Conflitos entre o Partido Comunista Chinês e comunidades cristãs não registradas aumentam em Wenzhou
O Partido Comunista Chinês demoliu a igreja Yazhong em Wenzhou e prendeu quatro fiéis, intensificando a perseguição na China.
Confira a programação completa dos eventos em Wenzhou
Junho 2025: Funcionários do governo invadiram a Igreja Yazhong, derrubaram parte do muro externo e instalaram um mastro para a bandeira chinesa, causando protestos da comunidade cristã.
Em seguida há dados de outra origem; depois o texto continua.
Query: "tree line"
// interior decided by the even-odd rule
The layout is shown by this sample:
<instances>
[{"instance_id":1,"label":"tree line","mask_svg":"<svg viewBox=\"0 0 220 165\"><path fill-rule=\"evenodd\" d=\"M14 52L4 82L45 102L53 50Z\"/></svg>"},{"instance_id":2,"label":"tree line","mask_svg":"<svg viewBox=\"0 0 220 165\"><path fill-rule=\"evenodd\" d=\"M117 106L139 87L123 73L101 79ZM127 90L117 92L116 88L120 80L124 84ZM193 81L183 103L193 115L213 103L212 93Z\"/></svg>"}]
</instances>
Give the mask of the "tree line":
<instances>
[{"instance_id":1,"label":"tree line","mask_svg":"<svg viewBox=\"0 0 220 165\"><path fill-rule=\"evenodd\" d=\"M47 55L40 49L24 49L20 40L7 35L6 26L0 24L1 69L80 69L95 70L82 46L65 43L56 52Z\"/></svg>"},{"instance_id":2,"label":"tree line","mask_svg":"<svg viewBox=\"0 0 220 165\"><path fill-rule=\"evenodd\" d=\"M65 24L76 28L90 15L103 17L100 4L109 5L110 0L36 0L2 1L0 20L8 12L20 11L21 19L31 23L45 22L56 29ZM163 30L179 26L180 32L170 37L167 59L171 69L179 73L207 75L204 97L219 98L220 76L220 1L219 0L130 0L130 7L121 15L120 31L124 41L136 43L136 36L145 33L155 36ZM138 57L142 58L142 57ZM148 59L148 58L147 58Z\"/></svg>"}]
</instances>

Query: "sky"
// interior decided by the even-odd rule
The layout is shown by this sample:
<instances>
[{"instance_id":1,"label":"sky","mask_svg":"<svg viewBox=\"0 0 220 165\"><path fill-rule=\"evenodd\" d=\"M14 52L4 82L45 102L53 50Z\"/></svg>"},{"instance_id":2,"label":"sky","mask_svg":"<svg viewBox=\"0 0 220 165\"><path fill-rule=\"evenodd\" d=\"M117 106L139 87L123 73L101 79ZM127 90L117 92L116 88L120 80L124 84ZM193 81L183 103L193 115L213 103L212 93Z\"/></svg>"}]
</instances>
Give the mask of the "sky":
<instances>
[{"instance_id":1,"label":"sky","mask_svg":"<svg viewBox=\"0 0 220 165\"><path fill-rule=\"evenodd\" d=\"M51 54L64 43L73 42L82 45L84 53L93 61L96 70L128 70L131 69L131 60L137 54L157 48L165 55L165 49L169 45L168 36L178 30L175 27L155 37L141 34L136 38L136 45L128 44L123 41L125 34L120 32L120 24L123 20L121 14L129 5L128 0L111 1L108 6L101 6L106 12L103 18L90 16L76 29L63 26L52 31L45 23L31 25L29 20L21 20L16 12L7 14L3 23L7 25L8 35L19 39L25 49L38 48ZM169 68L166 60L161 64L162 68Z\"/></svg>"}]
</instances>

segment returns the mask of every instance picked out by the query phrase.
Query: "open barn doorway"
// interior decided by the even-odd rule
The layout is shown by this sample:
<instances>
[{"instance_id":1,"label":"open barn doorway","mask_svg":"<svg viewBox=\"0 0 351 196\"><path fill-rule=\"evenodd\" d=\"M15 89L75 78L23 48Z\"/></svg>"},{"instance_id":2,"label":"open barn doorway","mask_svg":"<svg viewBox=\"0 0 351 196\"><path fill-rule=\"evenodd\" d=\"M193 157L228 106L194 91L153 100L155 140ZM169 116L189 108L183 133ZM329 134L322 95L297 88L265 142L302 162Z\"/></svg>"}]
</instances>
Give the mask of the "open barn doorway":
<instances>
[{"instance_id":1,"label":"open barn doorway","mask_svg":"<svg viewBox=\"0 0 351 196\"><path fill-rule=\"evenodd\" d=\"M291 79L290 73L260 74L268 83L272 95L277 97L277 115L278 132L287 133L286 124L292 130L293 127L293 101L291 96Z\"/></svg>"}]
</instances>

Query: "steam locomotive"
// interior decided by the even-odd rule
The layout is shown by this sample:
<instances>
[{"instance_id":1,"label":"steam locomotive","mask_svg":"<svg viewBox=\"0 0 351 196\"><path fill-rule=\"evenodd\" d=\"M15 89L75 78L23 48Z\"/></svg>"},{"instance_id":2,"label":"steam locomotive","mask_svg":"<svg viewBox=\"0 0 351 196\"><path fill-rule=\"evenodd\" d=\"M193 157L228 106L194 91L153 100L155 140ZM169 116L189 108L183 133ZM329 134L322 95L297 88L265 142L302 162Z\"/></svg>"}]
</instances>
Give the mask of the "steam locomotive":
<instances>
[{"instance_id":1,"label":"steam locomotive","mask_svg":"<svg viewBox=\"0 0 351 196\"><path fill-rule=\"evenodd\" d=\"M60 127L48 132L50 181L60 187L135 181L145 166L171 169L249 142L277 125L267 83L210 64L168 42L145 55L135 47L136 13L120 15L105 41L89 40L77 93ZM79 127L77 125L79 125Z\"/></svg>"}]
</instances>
Dezembro 2025: Prisão de 103 membros da congregação e tomada do prédio pela polícia local.
- Fevereiro 2026: Demolição total da igreja Yazhong e detenção de quatro fiéis, incluindo You Ci’en.
Contexto da perseguição na China e impacto em Wenzhou
A perseguição na China intensificou-se recentemente em Wenzhou, localizada na província de Zhejiang, conhecida como “Jerusalém da China” pela significativa comunidade cristã. O Partido Comunista Chinês (PCC) tem adotado medidas rigorosas contra templos e fiéis que não se alinham às exigências estatais.
O alvo recente foi a Igreja Yazhong, templo multiandares que, após resistir à imposição de símbolos nacionais como a bandeira chinesa, sofreu repressão crescente com prisões em massa e restrições de acesso. A demolição do edifício representa um movimento estratégico do PCC para silenciar comunidades religiosas consideradas dissidentes.
Análise da repressão governamental contra igrejas não registradas
O governo chinês exige que templos e instituições religiosas estejam registrados e sob seu controle direto. Igrejas que recusam essas condições enfrentam retaliação. No caso da Igreja Yazhong, a resistência em exibir a bandeira nacional foi interpretada como desafio político, mesmo sem envolvimento ativo em movimentos políticos.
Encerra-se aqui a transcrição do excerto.